Two of my most recent reads were A History of Modern Greece by C.M. Woodhouse and Alexander the Great by W.W. Tarn. Each has value; Woodhouse endeavours to document Greece from 306 C.E. up through 1977, while using just 300 page; Tarn almost single-handedly launched the modern study of Alexander III. They also have deficiencies. Most glaring for each is their tendency towards racial, ethnic or other stereotypes, combined with unabashed judgments about people or events. Tarn believes that Alexander was the first person to suggest the universal brotherhood of mankind, began the two main trends in political theory (monarchism and universal brotherhood, from what I can tell) and that if Alexander hadn’t died, we would be living in a Utopia under his descendants; Woodhouse hates Mussolini with a passion and is perfectly willing to deride him as an absolute monster without justification other than that he attacked Greece and felt petty jealousy toward Hitler.
If I actually had to use these two authors as sources, I would find myself in a deep dilemma. On one hand they know what they are talking about for the actual narrative, on the other, their arguments and their methodology is weak (in fact, I would go so far as to say that Thucydides, writing thousands of years earlier had better methodology, but that is a pet argument for me). To my mind, outrageous arguments such as the ones suggested above tarnish what could otherwise be very good work. The same is true of primary sources and ancient secondary sources, though in the latter case they often suffer from source problems as well and make do with comments such as “I don’t know how they did it, but here is what should have been done or what I would have done.”

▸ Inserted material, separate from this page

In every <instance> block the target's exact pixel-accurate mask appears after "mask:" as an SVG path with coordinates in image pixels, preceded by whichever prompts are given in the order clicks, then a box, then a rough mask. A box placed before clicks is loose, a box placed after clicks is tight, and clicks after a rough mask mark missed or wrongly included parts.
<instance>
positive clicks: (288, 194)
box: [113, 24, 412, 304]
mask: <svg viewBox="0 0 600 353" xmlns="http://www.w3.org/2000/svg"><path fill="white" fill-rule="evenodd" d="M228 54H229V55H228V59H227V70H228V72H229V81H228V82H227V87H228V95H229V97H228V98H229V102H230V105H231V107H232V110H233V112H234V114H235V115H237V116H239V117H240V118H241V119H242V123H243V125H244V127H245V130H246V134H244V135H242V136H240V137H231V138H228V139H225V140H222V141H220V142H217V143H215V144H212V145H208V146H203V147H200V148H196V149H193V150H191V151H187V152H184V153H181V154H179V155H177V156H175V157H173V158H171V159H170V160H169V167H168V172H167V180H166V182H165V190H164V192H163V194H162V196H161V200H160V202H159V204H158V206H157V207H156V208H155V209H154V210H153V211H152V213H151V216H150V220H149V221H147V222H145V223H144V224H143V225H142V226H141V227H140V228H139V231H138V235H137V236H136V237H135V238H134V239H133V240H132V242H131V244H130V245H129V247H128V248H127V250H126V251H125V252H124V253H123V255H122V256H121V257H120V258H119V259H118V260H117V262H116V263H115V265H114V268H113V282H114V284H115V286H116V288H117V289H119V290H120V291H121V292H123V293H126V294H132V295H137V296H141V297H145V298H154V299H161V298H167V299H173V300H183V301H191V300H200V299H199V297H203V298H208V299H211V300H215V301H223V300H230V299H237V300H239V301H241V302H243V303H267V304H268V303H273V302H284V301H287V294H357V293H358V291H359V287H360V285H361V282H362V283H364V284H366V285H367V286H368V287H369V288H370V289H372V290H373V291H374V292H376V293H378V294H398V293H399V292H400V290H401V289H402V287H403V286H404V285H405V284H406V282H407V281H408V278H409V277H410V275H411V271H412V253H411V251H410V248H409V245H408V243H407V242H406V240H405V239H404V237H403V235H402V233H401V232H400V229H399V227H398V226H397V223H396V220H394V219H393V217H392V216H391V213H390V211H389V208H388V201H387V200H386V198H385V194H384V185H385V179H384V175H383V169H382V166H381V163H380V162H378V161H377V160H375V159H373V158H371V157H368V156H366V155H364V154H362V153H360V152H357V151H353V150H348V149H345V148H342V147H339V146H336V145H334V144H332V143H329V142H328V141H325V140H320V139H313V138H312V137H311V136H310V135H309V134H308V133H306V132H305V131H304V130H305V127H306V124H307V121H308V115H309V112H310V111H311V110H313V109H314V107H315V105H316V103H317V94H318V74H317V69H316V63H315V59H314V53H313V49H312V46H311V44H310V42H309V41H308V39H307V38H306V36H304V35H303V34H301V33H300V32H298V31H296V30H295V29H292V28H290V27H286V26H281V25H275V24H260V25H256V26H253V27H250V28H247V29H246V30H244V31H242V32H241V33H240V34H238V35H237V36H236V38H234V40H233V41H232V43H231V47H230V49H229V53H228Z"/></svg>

As I do not need them for any sources (and even in Alexander studies, I find Tarn usually of secondary import), I can be somewhat amused at their eccentricities, but it goes to show that historians must always be vigilant lest their sources lead them astray. Of course this doesn’t mean that simple narrative with no explanation or analysis takes place, but the historian should make up their own mind rather than allowing the biases of their sources play a prominent role.